An Analysis of User-space Idle State Instructions on x86 Processors
Guilt-free busy waiting
An Analysis of User-space Idle State Instructions on x86 Processors Malte-Christian Kuns, Hannes Tröpgen, and Robert Schöne ICPE'25
I’ve long believed that busy waiting is poor form. The closest thing you should ever come to busy waiting is to lock a futex/CRITICAL_SECTION, which will busy wait for a short while on your behalf.
If your primary concern is power consumption, then busy waiting may be less offensive on a modern processor. This paper describes newly added x86 instructions to enable low power busy waiting from user space, and has a ton of data to help you sleep better at night.
New Instructions
TPAUSE puts the processor into a low power state for a user-specified amount of time. TPAUSE supports two low power states (C0.1 and C0.2), which trade power consumption for wake-up latency. TPAUSE can be called in user space but doesn’t wrest control of the core away from the OS. The trick is the OS can set a maximum timeout value, which gives the OS a chance to switch away from the busy waiting thread.

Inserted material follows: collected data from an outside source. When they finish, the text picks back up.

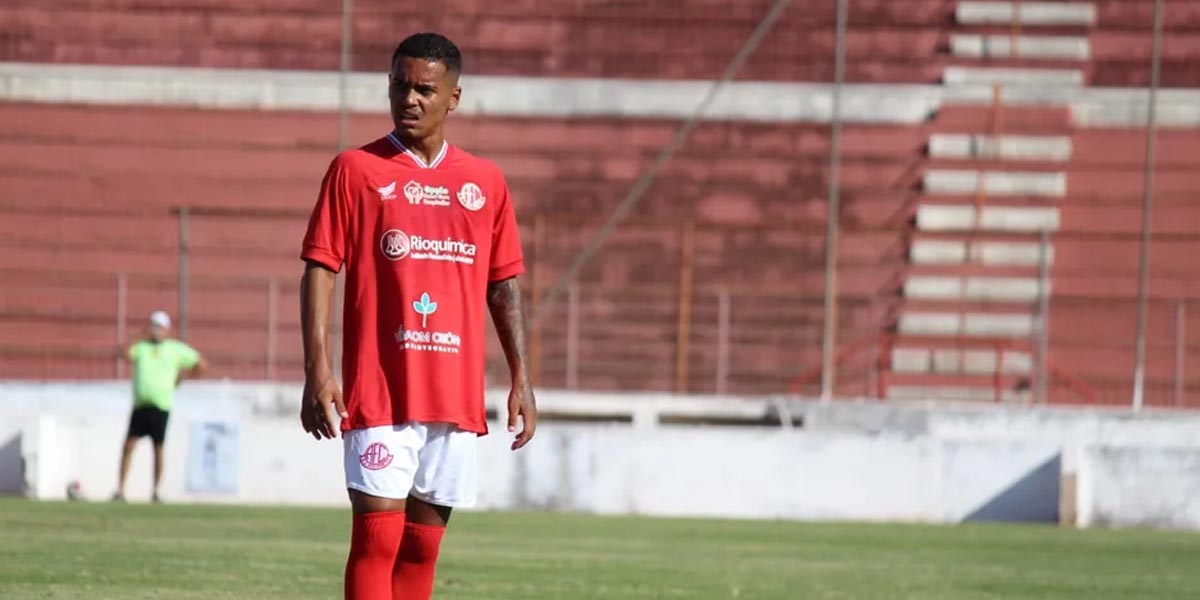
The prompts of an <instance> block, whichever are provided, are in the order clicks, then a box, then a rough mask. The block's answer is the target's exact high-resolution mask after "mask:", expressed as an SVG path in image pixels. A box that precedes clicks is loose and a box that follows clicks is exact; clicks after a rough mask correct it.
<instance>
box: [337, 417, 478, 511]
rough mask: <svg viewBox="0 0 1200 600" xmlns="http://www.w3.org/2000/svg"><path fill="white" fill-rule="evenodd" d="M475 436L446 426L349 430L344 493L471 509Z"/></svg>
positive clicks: (474, 452)
mask: <svg viewBox="0 0 1200 600" xmlns="http://www.w3.org/2000/svg"><path fill="white" fill-rule="evenodd" d="M478 439H479V436H478V434H475V433H473V432H469V431H462V430H460V428H458V427H456V426H454V425H451V424H444V422H408V424H404V425H383V426H379V427H367V428H362V430H352V431H348V432H346V433H344V434H343V436H342V448H343V456H342V464H343V467H344V469H346V487H347V488H350V490H358V491H360V492H362V493H367V494H371V496H378V497H380V498H396V499H402V498H408V497H409V496H412V497H414V498H418V499H420V500H424V502H427V503H430V504H436V505H438V506H450V508H466V506H472V505H474V504H475V461H476V446H478Z"/></svg>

UMONITOR and UMWAIT instructions are similar to TPAUSE but allow the processor to be woken up when a write occurs in a specified memory range. UMONITOR sets up the memory range to be monitored, and UMWAIT causes the processor to enter a low power state. UMWAIT accepts a timeout value and a target power state (just like TPAUSE). AMD supports similar functionality via the MONITORX and MWAITX instructions.
Results
A key question the paper investigates is how closely the user-specified timeout is honored. Fig. 1 shows results for three Intel cores:
Times are measured in timestamp counter cycles (roughly 3 GHz for Alder Lake). The plateau at the top right is caused by the OS-specified maximum timeout. The authors find that timeout values are quantized (e.g., 83 cycles on Alder Lake P-core). Additionally, for short timeouts the processor may ignore the user-requested power state (presumably because it doesn’t make sense to enter a deep sleep for a short amount of time). On Alder Lake P-cores, the threshold below which the processor will not enter the lowest power state is around 23,000 TSC cycles. Alder Lake E-cores seem to only support one low power state.
Fig. 3 measures how much the processor can “oversleep” (wake up later than requested) depending on processor frequency and requested power state:
And finally, table 2 shows measured power consumption for these new instructions vs old-fashioned busy wait loops that uses the PAUSE instruction (which does not support a user-specified timeout):
I’m shocked by the advantage that AMD has here. If CPU core power during busy waiting is your primary concern, then you should choose your chip carefully.
Dangling Pointers
Condition variables are a general and useful abstraction. It would be nice if code that used condition variables could automatically benefit from these instructions. Maybe some compiler and/or hardware assistance is necessary to enable that.